Мы были избалованными детьми, ни в чем не знавшими отказа. Тогда мы этого не знали, даже Грэм тогда этого не знал; конечно, мы были избалованы и ни в чем не знали отказа — дети богатых влиятельных родителей, стремящихся занимать видное положение в обществе. Даже десятилетние близнецы Нийл и Эллен с их милыми невинными личиками и изумленными глазами. Наши привилегированные жизни, полные всяческой одежды, и компьютеров, и частных уроков (теннис, балет, верховая езда), наша гордость от сознания, что мы — дети судьи Родрика Мейтсона, о котором столько писали; наши жизни, словно с экрана или сцены, совершенно не настоящие жизни; и внезапно необратимо изменившиеся, точно жизни детей, мелькнувших на телеэкране, жертв естественных катастроф — землетрясений, голода, войны. И точно так же выглядел папа, когда вернулся к нам, — шок от серебра в его светло-каштановых волосах надо лбом, провалившихся щек, остекленевших глаз, а рот, прежде красивый, — будто что-то размазанное; в прошлом принц, уцелевший, но еле-еле, в естественной катастрофе.
Мы сторонились его и мамы. Нас пугал круговорот маминых настроений. Она могла смотреть сквозь нас взглядом оледеневшего ужаса либо отчаяния; ее прежде такие красивые зелено-карие глаза, опухшие от слез; а то она бросалась обнимать нас с легким стоном боли: «О-о! О, что мы будем делать?» В такие моменты от мамы исходило благоухание сладких духов с примесью пота; ее дыхание пахло… чем? Вином? Виски? Иногда это были мы, дети, кого она хотела утешить; а иногда, казалось, утешить она хотела себя; иногда она сердилась на папу, а иногда на врагов папы; иногда, без какой-либо понятной нам причины, сердилась она на нас. Особенно на Розалинду, которая в четырнадцать с половиной, долговязая худышка с сумеречными глазами, взяла упрямую манеру словно бы думать о своем, морща лоб и посасывая губы, хмуро безмолвная в том замкнутом пространстве, куда не было доступа даже матери.

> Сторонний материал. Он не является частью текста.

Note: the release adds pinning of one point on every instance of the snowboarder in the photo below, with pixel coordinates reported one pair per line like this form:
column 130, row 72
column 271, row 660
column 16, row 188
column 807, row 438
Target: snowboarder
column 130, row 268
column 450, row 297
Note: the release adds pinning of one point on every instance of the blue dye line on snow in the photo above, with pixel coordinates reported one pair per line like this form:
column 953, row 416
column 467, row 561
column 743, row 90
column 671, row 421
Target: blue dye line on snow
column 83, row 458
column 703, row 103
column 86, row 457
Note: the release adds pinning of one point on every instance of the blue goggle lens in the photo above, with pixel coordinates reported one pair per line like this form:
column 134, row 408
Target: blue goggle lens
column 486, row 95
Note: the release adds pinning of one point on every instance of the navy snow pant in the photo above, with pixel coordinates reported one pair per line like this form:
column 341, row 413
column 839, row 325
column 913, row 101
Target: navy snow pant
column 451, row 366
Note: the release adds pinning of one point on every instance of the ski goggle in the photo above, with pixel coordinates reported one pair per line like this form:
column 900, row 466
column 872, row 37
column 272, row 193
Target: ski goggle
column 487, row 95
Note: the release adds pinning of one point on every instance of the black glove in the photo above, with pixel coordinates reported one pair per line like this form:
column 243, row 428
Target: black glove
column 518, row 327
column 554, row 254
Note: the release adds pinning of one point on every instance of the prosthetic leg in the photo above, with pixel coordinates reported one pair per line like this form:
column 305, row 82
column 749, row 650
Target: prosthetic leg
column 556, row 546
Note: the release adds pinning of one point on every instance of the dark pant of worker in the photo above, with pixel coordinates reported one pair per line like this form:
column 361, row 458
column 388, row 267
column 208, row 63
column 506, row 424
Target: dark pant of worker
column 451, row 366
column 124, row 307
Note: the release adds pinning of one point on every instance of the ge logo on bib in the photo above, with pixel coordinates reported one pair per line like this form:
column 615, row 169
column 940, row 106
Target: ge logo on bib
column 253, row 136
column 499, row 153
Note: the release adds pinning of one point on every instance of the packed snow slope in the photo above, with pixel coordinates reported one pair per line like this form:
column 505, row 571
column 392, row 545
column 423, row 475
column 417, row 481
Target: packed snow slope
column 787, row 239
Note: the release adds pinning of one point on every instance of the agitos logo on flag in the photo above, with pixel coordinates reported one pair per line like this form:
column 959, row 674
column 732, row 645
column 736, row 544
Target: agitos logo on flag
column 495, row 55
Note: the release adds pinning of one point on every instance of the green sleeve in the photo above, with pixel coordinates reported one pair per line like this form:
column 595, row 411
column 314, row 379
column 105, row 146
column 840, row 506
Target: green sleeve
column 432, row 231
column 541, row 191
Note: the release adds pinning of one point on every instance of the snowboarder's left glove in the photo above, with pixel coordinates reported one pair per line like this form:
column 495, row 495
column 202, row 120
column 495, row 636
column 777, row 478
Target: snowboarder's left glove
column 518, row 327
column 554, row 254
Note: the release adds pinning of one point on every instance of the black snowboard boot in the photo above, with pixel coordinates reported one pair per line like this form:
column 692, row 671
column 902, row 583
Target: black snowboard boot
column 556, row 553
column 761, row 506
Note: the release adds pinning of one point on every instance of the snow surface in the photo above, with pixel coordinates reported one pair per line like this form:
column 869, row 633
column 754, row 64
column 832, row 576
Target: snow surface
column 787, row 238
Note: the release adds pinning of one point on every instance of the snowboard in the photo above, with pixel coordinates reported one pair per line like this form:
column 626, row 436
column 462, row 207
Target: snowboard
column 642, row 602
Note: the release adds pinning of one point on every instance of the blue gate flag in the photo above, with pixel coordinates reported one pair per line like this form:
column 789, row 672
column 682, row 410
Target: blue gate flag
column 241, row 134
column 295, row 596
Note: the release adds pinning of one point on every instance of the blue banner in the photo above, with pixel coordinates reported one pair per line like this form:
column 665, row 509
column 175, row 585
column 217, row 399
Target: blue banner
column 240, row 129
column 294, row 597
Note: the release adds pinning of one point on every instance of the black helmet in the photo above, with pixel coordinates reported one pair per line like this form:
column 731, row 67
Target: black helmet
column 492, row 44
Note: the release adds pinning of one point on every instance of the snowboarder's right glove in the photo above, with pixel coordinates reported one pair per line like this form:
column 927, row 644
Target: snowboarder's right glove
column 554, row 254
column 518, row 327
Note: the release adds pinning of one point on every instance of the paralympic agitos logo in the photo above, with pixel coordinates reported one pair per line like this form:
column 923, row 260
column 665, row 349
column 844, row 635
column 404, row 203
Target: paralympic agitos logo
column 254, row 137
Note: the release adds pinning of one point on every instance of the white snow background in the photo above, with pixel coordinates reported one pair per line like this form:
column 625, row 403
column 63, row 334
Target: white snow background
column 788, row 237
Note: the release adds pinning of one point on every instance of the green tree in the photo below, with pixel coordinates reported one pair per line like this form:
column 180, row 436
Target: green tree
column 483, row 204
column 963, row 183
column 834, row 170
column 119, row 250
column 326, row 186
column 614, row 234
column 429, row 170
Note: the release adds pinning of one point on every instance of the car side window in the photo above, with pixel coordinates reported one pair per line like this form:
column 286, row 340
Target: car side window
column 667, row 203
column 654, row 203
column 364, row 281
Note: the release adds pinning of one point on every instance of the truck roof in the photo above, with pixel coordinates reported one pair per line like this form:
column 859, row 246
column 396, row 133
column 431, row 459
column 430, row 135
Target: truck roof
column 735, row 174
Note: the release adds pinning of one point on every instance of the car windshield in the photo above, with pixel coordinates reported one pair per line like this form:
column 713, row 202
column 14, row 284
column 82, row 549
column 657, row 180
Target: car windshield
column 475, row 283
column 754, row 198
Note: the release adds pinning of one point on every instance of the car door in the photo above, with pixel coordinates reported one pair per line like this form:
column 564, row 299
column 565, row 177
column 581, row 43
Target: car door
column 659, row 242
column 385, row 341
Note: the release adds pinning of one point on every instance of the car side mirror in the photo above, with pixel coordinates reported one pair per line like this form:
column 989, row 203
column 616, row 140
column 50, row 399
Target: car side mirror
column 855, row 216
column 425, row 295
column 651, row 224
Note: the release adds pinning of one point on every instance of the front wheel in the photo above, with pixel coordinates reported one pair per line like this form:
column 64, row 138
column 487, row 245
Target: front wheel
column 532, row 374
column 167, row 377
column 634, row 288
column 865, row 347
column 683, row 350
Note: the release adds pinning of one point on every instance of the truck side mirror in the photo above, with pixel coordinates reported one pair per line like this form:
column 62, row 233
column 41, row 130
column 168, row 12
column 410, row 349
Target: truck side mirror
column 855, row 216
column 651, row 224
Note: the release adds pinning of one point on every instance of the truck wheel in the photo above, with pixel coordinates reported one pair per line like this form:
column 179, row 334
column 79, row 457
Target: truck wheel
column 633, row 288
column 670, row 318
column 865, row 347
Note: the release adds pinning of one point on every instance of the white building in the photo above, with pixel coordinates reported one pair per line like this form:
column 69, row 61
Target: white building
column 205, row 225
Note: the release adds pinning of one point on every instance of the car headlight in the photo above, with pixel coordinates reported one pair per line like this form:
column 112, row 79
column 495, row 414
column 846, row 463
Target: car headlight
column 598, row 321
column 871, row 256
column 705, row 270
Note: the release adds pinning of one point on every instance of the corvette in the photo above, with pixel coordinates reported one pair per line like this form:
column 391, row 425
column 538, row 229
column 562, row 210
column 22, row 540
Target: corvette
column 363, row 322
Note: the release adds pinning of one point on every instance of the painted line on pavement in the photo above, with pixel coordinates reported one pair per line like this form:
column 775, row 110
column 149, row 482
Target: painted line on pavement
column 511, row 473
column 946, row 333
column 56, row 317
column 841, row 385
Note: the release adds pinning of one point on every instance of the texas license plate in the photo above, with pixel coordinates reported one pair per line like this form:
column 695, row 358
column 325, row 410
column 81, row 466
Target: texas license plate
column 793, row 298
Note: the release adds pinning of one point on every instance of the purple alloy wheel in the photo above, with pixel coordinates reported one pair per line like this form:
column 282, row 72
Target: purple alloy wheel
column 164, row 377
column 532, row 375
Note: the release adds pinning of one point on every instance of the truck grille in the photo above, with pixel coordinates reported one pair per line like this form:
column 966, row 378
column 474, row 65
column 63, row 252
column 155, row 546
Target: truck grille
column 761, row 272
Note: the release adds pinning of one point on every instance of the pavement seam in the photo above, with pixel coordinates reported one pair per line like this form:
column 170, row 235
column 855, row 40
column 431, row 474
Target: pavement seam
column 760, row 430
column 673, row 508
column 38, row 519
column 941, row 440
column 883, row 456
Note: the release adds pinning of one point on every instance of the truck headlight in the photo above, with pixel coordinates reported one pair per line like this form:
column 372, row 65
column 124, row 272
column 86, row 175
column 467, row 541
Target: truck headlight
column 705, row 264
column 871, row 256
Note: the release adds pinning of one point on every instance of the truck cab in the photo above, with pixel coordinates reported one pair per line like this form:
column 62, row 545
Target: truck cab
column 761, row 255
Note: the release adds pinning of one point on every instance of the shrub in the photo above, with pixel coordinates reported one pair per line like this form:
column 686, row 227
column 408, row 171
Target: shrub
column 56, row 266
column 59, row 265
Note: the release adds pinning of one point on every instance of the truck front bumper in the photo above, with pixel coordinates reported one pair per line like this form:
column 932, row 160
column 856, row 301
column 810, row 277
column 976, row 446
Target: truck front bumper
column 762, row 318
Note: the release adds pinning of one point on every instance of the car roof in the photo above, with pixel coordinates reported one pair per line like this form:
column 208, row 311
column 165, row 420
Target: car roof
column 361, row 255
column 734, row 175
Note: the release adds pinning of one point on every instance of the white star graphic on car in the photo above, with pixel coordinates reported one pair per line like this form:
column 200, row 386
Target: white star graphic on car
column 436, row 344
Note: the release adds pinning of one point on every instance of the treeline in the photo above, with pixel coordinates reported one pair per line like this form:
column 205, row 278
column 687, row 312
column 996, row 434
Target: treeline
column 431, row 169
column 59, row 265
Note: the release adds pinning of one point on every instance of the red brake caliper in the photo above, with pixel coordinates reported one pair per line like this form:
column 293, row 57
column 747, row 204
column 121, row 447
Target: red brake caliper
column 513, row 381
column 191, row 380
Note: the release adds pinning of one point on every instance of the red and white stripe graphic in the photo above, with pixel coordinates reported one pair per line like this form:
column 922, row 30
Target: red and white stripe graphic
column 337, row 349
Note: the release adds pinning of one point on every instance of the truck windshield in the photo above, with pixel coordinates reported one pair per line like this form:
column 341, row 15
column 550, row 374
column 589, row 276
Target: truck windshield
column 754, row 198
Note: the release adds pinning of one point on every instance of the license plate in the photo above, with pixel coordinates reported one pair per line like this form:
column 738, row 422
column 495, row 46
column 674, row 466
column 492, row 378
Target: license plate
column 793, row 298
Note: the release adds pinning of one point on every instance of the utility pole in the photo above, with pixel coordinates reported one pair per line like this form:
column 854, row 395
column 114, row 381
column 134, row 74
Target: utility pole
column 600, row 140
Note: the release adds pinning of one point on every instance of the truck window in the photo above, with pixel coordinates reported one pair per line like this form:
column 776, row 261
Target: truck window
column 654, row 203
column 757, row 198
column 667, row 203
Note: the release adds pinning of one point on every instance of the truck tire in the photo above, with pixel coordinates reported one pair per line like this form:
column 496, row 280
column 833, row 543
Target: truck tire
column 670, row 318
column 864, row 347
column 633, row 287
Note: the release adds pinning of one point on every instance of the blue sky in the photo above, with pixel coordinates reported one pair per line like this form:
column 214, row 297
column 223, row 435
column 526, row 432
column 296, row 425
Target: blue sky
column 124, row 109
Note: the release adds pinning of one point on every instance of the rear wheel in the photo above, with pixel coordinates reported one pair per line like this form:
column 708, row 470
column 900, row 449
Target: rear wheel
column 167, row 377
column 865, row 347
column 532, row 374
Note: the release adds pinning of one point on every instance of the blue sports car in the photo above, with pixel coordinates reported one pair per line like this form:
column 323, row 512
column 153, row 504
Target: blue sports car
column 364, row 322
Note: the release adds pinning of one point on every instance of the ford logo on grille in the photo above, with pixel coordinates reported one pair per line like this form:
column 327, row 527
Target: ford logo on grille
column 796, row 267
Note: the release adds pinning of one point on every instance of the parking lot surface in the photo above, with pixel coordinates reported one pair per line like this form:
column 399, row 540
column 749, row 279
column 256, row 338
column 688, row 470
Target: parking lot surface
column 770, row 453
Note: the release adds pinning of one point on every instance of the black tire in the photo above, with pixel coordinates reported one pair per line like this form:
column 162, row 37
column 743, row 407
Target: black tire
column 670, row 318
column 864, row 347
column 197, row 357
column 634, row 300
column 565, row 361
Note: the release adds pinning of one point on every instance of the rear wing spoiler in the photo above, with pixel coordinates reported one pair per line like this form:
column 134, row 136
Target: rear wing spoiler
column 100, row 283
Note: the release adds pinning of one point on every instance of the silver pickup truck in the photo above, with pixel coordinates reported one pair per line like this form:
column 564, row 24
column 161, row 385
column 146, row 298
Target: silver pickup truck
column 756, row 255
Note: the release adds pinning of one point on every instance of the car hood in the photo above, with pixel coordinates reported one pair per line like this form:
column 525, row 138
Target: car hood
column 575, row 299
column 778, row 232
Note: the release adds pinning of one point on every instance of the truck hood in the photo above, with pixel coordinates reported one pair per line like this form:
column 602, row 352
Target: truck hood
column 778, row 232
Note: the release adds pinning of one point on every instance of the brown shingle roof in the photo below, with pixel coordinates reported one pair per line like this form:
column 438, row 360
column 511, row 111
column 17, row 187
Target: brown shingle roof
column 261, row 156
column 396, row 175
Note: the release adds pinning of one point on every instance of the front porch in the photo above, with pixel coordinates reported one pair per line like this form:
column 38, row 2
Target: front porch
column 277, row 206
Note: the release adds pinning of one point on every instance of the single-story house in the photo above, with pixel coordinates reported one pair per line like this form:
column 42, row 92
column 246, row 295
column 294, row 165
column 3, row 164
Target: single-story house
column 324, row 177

И если Розалинда застывала в маминых объятиях, теперь уже почти одного роста с мамой, мама иногда откидывалась, чтобы уставиться ей в лицо, впиваясь в плечи красно-сверкающими, острыми, как когти, ногтями, и оттолкнуть Розалинду от себя. «Что с тобой? Почему ты на меня так смотришь? Как ты смеешь смотреть на меня, твою мать, такими глазами!»
Красивое лицо мамы было как маска. Фарфорово-косметическая маска. Маска, которая могла внезапно разбиться, как стеклянная, если кровь в ее сосудах начинала биться слишком бешено.
Поэтому Розалинда избегала ее и незаметно исчезала, чтобы спрятаться в каком-нибудь укромном уголке Крест-Хилла.
Думая: ни за что, ни за что, ни за что она не вырастет в такую красивую и рассерженную женщину.
Но особенно пугал нас папа, так изменившийся. Прежде судья Родрик Мейтсон был безупречно элегантен, не позволяя видеть себя иначе, как в только что выглаженном костюме и свежей рубашке, причесанным волосок к волоску, а теперь он часто ходил в мятой одежде, свирепо запускал пальцы в волосы, брился нарочно (решили мы) так, чтобы кожа краснела от раздражения; он был папа — все еще, и его лицо было папино, тысячи раз сфотографированное, и все же словно что-то более старое, грубое, жесткое старалось пробиться наружу. Карие живые глаза, обычно теплые, ласковые, потускнели, остекленели, губы двигались, будто он спорил сам с собой.